Anthony Roberson understands the complexities of police-community relations – his life exists at the very nexus of them. After joining the Providence Police Department at 23, he patrolled the same Hartford Projects where he grew up and later served as a school resource officer at Perry Middle School, which he attended. His approach to community policing is holistic, encompassing education and community action as much as law enforcement and arrests. He has a master’s in criminal justice from Boston University, and is pursuing a PhD in education at Liberty University. He founded the Community Inspiration Initiative, which brings professional role models to Providence Public Schools to greet students face-to-face as they enter the building, and the Community Policing Initiative, which tries to instill interest and appreciation to potential police recruits. Along with two other minority officers last year, he sued his own department over a sergeant’s exam they decried as discriminatory. It’s all part of working the beat for Roberson.
Why does it matter to have a police officer who understands the culture of the inner city?
You’ve been critical of the department’s promotional process. How can it be improved?

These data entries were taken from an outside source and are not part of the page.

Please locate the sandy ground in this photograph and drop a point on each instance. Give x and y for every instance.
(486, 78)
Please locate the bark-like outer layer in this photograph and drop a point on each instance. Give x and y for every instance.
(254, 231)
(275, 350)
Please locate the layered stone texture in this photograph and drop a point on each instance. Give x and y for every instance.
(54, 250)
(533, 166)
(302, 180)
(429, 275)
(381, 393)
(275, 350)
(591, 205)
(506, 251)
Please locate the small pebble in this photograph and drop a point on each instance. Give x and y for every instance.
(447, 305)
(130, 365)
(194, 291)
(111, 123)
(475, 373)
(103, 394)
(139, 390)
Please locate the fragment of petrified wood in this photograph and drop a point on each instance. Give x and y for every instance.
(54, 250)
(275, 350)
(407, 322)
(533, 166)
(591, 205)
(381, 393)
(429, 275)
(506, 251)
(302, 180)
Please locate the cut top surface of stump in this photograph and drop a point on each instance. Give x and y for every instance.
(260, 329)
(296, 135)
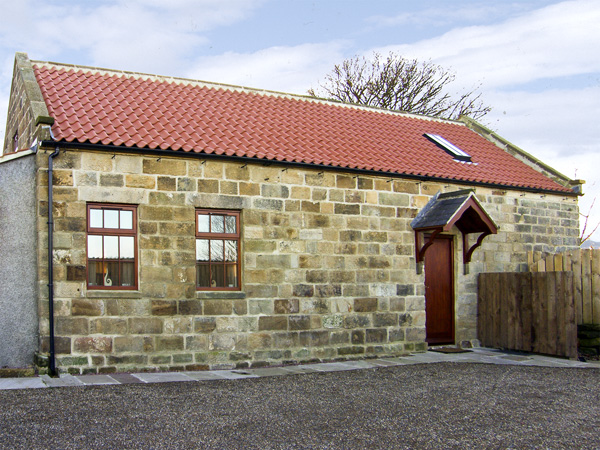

By making the process fair, so that it tests for intangible qualities directly related to leadership. Through a task analysis and assessment these are qualities that can be tested. The current process fails to look for the most qualified officer for promotion.
Comprehending such a dynamic allows that officer to be a better problem solver. Growing up as a man of color in a poor neighborhood I was able to experience firsthand the obstacles life placed in front of me. As a detective I now share those lessons with my community in order to help those in similar situations.
Why did you choose to pursue a doctorate in education?
Early into my career I realized that true community policing is multifaceted in its approach. Genuine solutions require looking beyond the arrest. A doctorate in education assists in organizational improvement, enhancement of my personal leadership skills, and preparedness. Encouraging academic achievement is a cornerstone of how I police. Simply put, the more educated a person is the less likely they are to be involved in street crime.
How will you put your degree to work?
That fact that I can teach places me in a better position to educate both the community and the police department on a variety of important issues ranging from police/race relations to criminal offenses. This upcoming spring semester I plan on teaching recently released incarcerated individuals seeking college degrees. The goal in part is to reduce recidivism.
What is your goal as a police officer?
My goal is to raise the quality of life for our youth by eliminating the school-to-prison pipeline, reducing their exposure to serious street crime, and proactively engaging them at their schools, churches, community centers, and homes.
In terms of police-community relations, what is something that the Providence Police Department does well?
The Providence Police does well in partnering with not-so-common organizations to address a host of community issues. One Neighborhood Builders
(formerly Olneyville Housing Corporations) and Family Service of Rhode Island
are collaborations that have produced great results.
Are there areas in which they could do better?
In any large, complicated organization there exists room for improvement. The Providence Police would be better served by incorporating more professional development for the men and women of the department.
How can we foster better understanding on both sides of the police-community line?
Communication is key in respect to both parties. The community should know that in addition to enforcing the law police officers must wear a variety of hats: homeland security, conflict resolution, social work, and a host of other practices. I wish the police better understood the dynamics of how complicated it is to live in a poor community – the fear of doing what should be considered routine things such as walking to school or going to a park, fear of being shot. This is why it’s of great importance to understand the culture of a city you are sworn to serve and protect.